1. Tagung3. Landesparteitag

Beschluss 5 / 1 / 3

 

 

Mindeststandards für ein neues Berliner Versammlungsgesetz

Der Landesparteitag beauftragt den Landesvorstand mit der Erarbeitung von Mindeststandards für ein neues Berliner Versammlungsgesetz und andere gesetzgeberische Initiativen auf Landesebene, um

  • eine umfassende Versammlungsfreiheit für alle in Berlin lebenden oder hier politisch aktiven Menschen zu garantieren,
  • die staatliche Kontrolle der Demonstrationsformen und -inhalte weitestgehend zu begrenzen,
  • staatliche/polizeiliche Übergriffe bei Versammlungen und im Alltag weitestmöglich einzuschränken,
  • unabhängige Kontrollmechanismen gegen solche Übergriffe zu etablieren, die auch für einzelne an Übergriffen beteiligte Amtsträger_innen relevante Konsequenzen zeitigen können und die strukturelle Probleme aufzeigen können,

und Wege darzustellen, wie diese Mindeststandards in rechtlich bindende Form übertragen werden können.
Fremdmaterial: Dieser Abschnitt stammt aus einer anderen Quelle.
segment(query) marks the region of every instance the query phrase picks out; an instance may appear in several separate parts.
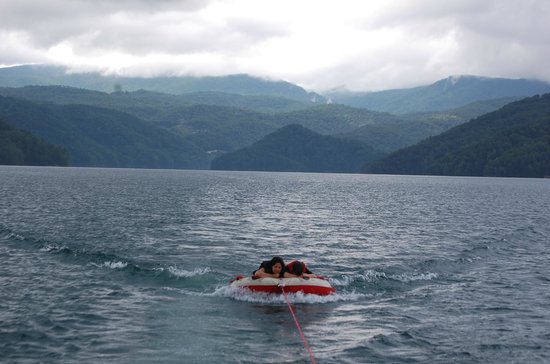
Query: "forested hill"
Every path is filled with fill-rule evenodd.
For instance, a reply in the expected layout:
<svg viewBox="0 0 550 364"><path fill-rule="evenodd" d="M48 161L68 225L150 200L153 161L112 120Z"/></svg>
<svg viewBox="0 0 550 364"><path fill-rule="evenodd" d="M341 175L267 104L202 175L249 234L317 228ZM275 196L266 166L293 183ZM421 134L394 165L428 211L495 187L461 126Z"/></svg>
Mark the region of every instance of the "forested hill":
<svg viewBox="0 0 550 364"><path fill-rule="evenodd" d="M215 153L243 148L289 124L300 124L323 135L341 134L345 139L356 139L389 153L514 101L510 98L478 101L454 110L396 117L338 104L316 105L277 97L213 92L105 93L68 86L25 86L0 87L0 95L36 103L122 111L184 136L205 152Z"/></svg>
<svg viewBox="0 0 550 364"><path fill-rule="evenodd" d="M358 141L287 125L250 147L214 159L211 169L357 173L365 160L380 155Z"/></svg>
<svg viewBox="0 0 550 364"><path fill-rule="evenodd" d="M368 173L550 175L550 94L508 104L363 169Z"/></svg>
<svg viewBox="0 0 550 364"><path fill-rule="evenodd" d="M195 144L115 110L0 96L0 118L65 148L73 166L208 168Z"/></svg>
<svg viewBox="0 0 550 364"><path fill-rule="evenodd" d="M302 110L316 104L277 96L239 95L203 91L181 95L146 90L100 92L70 86L0 87L0 95L54 104L107 107L140 117L162 119L164 112L191 105L217 105L265 113Z"/></svg>
<svg viewBox="0 0 550 364"><path fill-rule="evenodd" d="M66 166L69 153L0 120L0 165Z"/></svg>
<svg viewBox="0 0 550 364"><path fill-rule="evenodd" d="M122 111L182 135L204 151L233 151L289 124L301 124L324 135L350 133L349 138L359 135L353 132L355 129L371 125L369 131L373 130L372 133L361 134L379 135L379 129L383 129L387 137L367 137L367 144L375 149L391 146L390 151L394 151L424 139L432 129L439 130L436 125L449 124L449 118L456 122L453 113L437 115L427 131L425 123L417 119L429 116L421 115L409 123L419 132L405 132L412 138L398 138L394 134L403 130L404 121L396 116L344 105L306 104L276 97L211 92L170 95L144 90L105 93L68 86L0 87L0 95L36 103L88 105Z"/></svg>

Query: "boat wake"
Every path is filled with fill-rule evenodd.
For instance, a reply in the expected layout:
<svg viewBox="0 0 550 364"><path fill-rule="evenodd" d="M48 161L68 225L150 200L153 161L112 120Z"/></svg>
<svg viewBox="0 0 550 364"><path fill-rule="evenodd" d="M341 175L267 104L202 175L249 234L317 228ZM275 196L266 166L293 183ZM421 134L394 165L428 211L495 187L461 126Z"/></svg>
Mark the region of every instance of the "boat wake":
<svg viewBox="0 0 550 364"><path fill-rule="evenodd" d="M401 283L410 283L416 281L430 281L437 279L438 273L434 272L408 272L399 274L388 274L375 270L368 270L363 273L337 276L329 279L335 287L354 287L364 283L377 283L382 281L396 281Z"/></svg>
<svg viewBox="0 0 550 364"><path fill-rule="evenodd" d="M168 261L153 261L148 258L138 260L101 248L75 247L70 242L27 238L9 229L0 229L0 239L21 248L32 248L35 252L55 256L64 263L82 265L97 270L98 273L119 274L130 284L161 287L173 292L178 291L183 295L210 295L262 304L285 303L280 294L251 292L248 289L230 287L231 277L227 272L220 272L208 266L181 267ZM26 244L21 244L22 242ZM403 292L419 285L430 284L430 281L439 281L445 272L434 272L433 269L438 266L432 263L409 269L396 267L332 274L328 282L336 288L335 293L327 296L296 293L289 294L289 298L294 303L319 304L357 301L381 294Z"/></svg>

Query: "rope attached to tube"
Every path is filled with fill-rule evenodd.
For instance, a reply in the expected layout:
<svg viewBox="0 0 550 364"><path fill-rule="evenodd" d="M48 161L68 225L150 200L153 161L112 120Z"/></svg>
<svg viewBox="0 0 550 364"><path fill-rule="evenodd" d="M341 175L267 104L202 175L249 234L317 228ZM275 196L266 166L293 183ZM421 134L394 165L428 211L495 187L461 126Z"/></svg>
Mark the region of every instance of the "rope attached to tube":
<svg viewBox="0 0 550 364"><path fill-rule="evenodd" d="M300 337L302 338L302 341L304 342L304 346L306 347L306 350L309 353L309 359L313 364L315 363L315 358L313 357L313 353L311 352L311 349L309 348L309 345L307 344L306 337L304 336L304 333L302 332L302 328L300 327L300 324L298 323L298 319L296 318L296 315L294 314L294 310L292 309L292 306L290 305L290 301L288 300L288 297L285 292L285 287L283 285L280 286L281 291L283 292L283 296L285 297L286 304L288 305L288 309L290 310L290 313L292 314L292 318L294 319L294 323L296 324L296 327L298 328L298 332L300 333Z"/></svg>

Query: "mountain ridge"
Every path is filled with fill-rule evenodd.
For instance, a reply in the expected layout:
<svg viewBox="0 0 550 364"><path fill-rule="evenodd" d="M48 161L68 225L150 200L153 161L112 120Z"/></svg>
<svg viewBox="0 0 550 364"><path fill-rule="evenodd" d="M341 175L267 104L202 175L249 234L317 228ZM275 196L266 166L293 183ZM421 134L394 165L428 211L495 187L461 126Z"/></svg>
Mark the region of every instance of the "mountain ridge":
<svg viewBox="0 0 550 364"><path fill-rule="evenodd" d="M286 97L309 103L326 102L320 94L308 92L290 82L271 81L247 74L204 77L130 77L104 75L99 72L70 73L64 66L21 65L0 68L0 85L8 87L65 85L103 92L144 89L171 94L216 91L240 95Z"/></svg>
<svg viewBox="0 0 550 364"><path fill-rule="evenodd" d="M545 177L550 175L550 93L479 116L367 164L365 173Z"/></svg>
<svg viewBox="0 0 550 364"><path fill-rule="evenodd" d="M458 109L395 116L341 104L314 104L303 108L305 104L296 102L294 105L298 108L295 109L294 101L283 98L277 99L282 105L269 106L271 101L263 104L271 107L271 112L265 113L255 107L234 106L233 97L247 103L249 96L229 95L233 101L228 103L227 94L220 100L210 98L211 93L199 93L197 99L196 94L189 98L189 94L146 90L105 93L71 86L24 86L0 87L0 95L39 104L87 105L131 114L183 136L209 157L243 148L288 124L301 124L320 134L355 139L375 149L393 152L515 100L478 101ZM260 97L261 103L266 100L273 98Z"/></svg>
<svg viewBox="0 0 550 364"><path fill-rule="evenodd" d="M327 94L333 102L396 115L439 111L466 104L505 97L529 97L550 92L550 83L529 79L508 79L459 75L430 85L375 92Z"/></svg>
<svg viewBox="0 0 550 364"><path fill-rule="evenodd" d="M0 86L3 86L0 87L0 95L8 96L7 98L0 97L0 117L3 117L8 124L33 133L46 142L65 147L71 153L74 165L79 166L204 169L208 168L210 160L227 152L239 152L252 146L255 146L257 151L266 152L265 149L258 149L257 143L263 141L263 144L260 143L260 147L264 148L266 140L273 141L271 134L274 134L275 136L279 135L278 143L280 145L286 143L287 149L297 153L297 158L291 155L284 156L281 153L276 156L277 153L272 153L273 162L277 162L281 166L287 165L287 167L293 165L294 169L301 165L300 168L313 171L314 166L305 163L305 161L308 160L309 155L315 155L315 152L300 149L303 145L317 145L320 153L323 150L331 150L331 153L324 155L329 160L333 156L347 153L350 145L355 145L358 151L366 150L368 146L376 150L377 153L378 151L393 153L400 148L418 142L420 145L425 145L425 141L421 140L427 137L428 140L439 140L437 135L441 132L469 120L479 119L480 115L490 113L519 98L519 96L494 98L498 95L511 92L513 94L532 92L535 90L533 88L535 86L547 87L547 83L539 81L450 76L436 81L432 85L414 88L412 91L411 89L389 90L379 93L378 96L395 97L397 92L401 106L409 107L418 101L419 104L414 105L416 109L427 108L430 102L435 101L439 102L439 106L444 105L442 100L450 104L457 101L464 102L468 98L474 98L476 101L453 109L416 111L394 115L344 104L319 104L280 96L240 95L220 91L197 91L178 95L146 89L127 91L119 87L114 92L106 93L72 86L14 88L5 87L6 85L2 83L2 77L6 75L6 72L17 74L30 68L19 67L8 71L0 69ZM38 68L44 70L44 68ZM47 76L48 70L51 71L51 69L45 70ZM73 77L73 80L76 81L79 79L85 79L86 82L94 80L93 77L90 78L90 75L67 75L63 69L57 69L57 72L60 72L62 77ZM27 80L38 76L40 75L36 73L26 75ZM228 79L232 83L239 83L243 80L246 82L244 82L244 86L228 86L227 83L224 83ZM98 82L103 81L105 80ZM113 80L111 79L111 81ZM148 80L150 85L164 81L166 79ZM181 79L177 81L179 82ZM221 82L222 85L237 88L248 87L246 86L248 81L260 87L265 86L262 83L256 83L257 80L247 76L245 78L241 76L208 78L206 81L214 84ZM34 79L34 82L38 81ZM208 82L203 83L203 86L209 84ZM269 84L270 87L274 85L276 88L290 87L293 90L298 90L302 96L304 93L307 94L305 90L294 88L284 82ZM478 98L489 99L478 101ZM543 99L546 99L546 96ZM390 104L393 102L391 98L388 100L386 101ZM536 103L529 105L535 111L540 109L540 105ZM502 109L511 110L508 106ZM526 111L520 113L528 115ZM498 115L503 120L514 122L506 114ZM487 116L489 119L491 117ZM295 124L300 124L301 128ZM286 129L285 126L289 125L294 126ZM518 135L532 130L545 130L544 126L530 124L519 125L517 128L519 129L514 130L514 133ZM520 130L521 128L525 130ZM278 130L282 130L282 132L277 133ZM507 135L504 135L507 133L506 130L505 125L494 124L492 133L502 135L502 138L506 139L508 138ZM482 132L486 133L482 130L480 134ZM281 140L281 135L288 140ZM467 132L465 135L467 138L476 137L476 135L468 135ZM296 136L301 136L302 139L297 140ZM344 139L345 142L342 142ZM445 143L447 142L443 144ZM447 146L451 148L453 143L449 141ZM499 150L504 150L505 148L498 143L499 141L491 140L489 144L495 145L500 148ZM358 147L359 145L360 147ZM335 146L341 150L339 151ZM437 145L432 145L431 148L438 150ZM479 144L477 148L482 150L484 146ZM539 149L532 149L530 145L526 148L523 152L525 155L538 155L537 153L540 152ZM444 150L439 149L439 152L445 154ZM519 152L514 151L513 153L513 157L517 158L516 154ZM369 155L373 155L373 153ZM398 155L402 156L402 154ZM283 157L286 158L286 161L281 159ZM355 157L350 154L347 158L355 160ZM366 156L363 164L370 158L370 156ZM433 167L428 172L470 173L452 171L454 167L449 167L449 165L462 162L456 156L447 156L446 158L445 168ZM482 160L485 156L480 154L479 158ZM322 166L324 162L318 158L316 163ZM339 160L339 163L345 165L347 162ZM410 164L414 165L412 162ZM490 168L496 170L497 167ZM498 168L502 169L502 166ZM320 170L349 172L356 171L356 169L357 167L351 168L347 165L345 170L335 166ZM411 171L410 173L417 172Z"/></svg>

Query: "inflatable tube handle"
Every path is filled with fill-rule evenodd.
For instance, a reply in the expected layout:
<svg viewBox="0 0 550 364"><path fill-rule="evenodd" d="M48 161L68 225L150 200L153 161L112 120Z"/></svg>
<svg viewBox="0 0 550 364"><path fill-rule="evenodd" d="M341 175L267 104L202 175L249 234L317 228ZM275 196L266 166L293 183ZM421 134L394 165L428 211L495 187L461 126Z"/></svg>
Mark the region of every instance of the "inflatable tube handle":
<svg viewBox="0 0 550 364"><path fill-rule="evenodd" d="M235 281L240 281L241 279L243 279L244 276L236 276L235 278L233 278L232 280L229 281L229 283L233 283Z"/></svg>

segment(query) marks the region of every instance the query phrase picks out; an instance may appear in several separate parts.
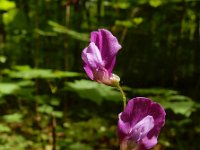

Dabei werden federführend die Landesarbeitsgemeinschaft »Bürgerrechte und Demokratie«, die zuständigen Politikerinnen und Politiker der Linksfraktion im Abgeordnetenhaus und der Landesarbeitskreis »DemoGrund – Demokratie und Grundrechte« der Linksjugend ['solid] um ihre Mitarbeit gebeten.

Diese Mindeststandards und Umsetzungsideen sollen auch gemeinsam mit externen Experten aus der Bürgerrechts- und Demokratiebewegung entwickelt werden und im Zuge der Wahlprogrammentwicklung offen diskutiert werden.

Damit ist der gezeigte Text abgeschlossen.